# A6 mods



## tominizer (Dec 4, 2002)

I've heard of a few........ tried searching but came up empty. Anyone have any write-ups or kow of any thread for the following regarding the A6 2.7T
Resonator removal (why !??!)
Dual exhaust tip mod on 2001 and earlier.

Thanks.


----------



## tominizer (Dec 4, 2002)

*Re: A6 mods (tominizer)*

fergit it.......... I just found out EVERYTHING I needed to know !!!


----------



## jamescolbeck (Jun 17, 2006)

*Re: A6 mods (tominizer)*

could you share this information bud? i have jus got an a6 avant 2.7T and am eager to find out information about making it more saucy!


----------



## tominizer (Dec 4, 2002)

*Re: A6 mods (jamescolbeck)*

BOSTONDRIVER's signature.............. link to everything you need to know.
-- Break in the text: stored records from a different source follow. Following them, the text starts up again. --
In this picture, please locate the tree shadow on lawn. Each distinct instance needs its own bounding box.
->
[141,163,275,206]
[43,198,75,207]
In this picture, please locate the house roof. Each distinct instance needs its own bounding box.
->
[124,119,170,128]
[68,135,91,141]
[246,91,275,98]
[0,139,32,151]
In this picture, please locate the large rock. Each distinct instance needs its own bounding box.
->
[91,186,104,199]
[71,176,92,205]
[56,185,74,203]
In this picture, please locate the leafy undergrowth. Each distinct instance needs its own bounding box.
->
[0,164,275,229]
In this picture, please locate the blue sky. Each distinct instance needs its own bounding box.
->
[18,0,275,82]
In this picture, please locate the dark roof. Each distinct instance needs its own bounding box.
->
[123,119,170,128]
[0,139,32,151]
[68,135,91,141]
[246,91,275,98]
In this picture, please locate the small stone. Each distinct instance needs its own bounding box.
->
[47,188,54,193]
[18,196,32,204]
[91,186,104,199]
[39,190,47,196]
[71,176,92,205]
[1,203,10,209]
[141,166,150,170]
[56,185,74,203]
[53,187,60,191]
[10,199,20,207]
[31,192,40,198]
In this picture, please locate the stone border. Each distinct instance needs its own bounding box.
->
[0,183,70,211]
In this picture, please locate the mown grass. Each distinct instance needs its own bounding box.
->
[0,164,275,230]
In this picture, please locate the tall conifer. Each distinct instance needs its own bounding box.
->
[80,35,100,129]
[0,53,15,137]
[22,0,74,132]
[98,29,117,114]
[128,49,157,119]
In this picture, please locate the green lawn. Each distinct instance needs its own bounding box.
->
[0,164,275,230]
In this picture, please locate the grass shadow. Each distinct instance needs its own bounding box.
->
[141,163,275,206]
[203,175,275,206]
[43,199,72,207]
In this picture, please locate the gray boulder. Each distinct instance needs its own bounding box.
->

I have it at work and I'll try and post it here


----------



## No1HondaHateR (Oct 8, 2004)

*Re: A6 mods (jamescolbeck)*

if by saucy you mean power wise you can just use all the motor parts from the s4 but check out http://WWW.audiworld.com theyve got a good few mods like how to clear corner your lights and things like that in theyre resources and http://WWW.llttek.com and http://www.tmtunning.com check out theyre stuff 
lets see some pics of that avant


----------



## BostonDriver (Oct 3, 2005)

*Re: A6 mods (tominizer)*

Lots of info about the A6 in Stoney's Links:http://sonolithics.com/files/a6_links.html
Also, as far as the exposed exhasut tip thing, not too hard to do as long as you can find someone with a steady hand and a dremel.
My previous car:








The steps:
Drop the exhaust
Cut the angle-down tips (leave enough to weld new tips)
Weld on the new tips
Paint welds with zinc primer to avoid rust
Mark center of new tip on lower valence
Do series of cuts until the tip just fits into the opening
Raise the exhaust
Mark around the tip for final cut for at least 1/4" clearance
Drop exhaust again
Make final cut
Line with door edge trim (black or chrome)
Raise exhaust
Done!
But that car is long gone now, and I now sport the RS6 exhaust for my 4.2







))




_Modified by BostonDriver at 12:20 PM 6-19-2006_


----------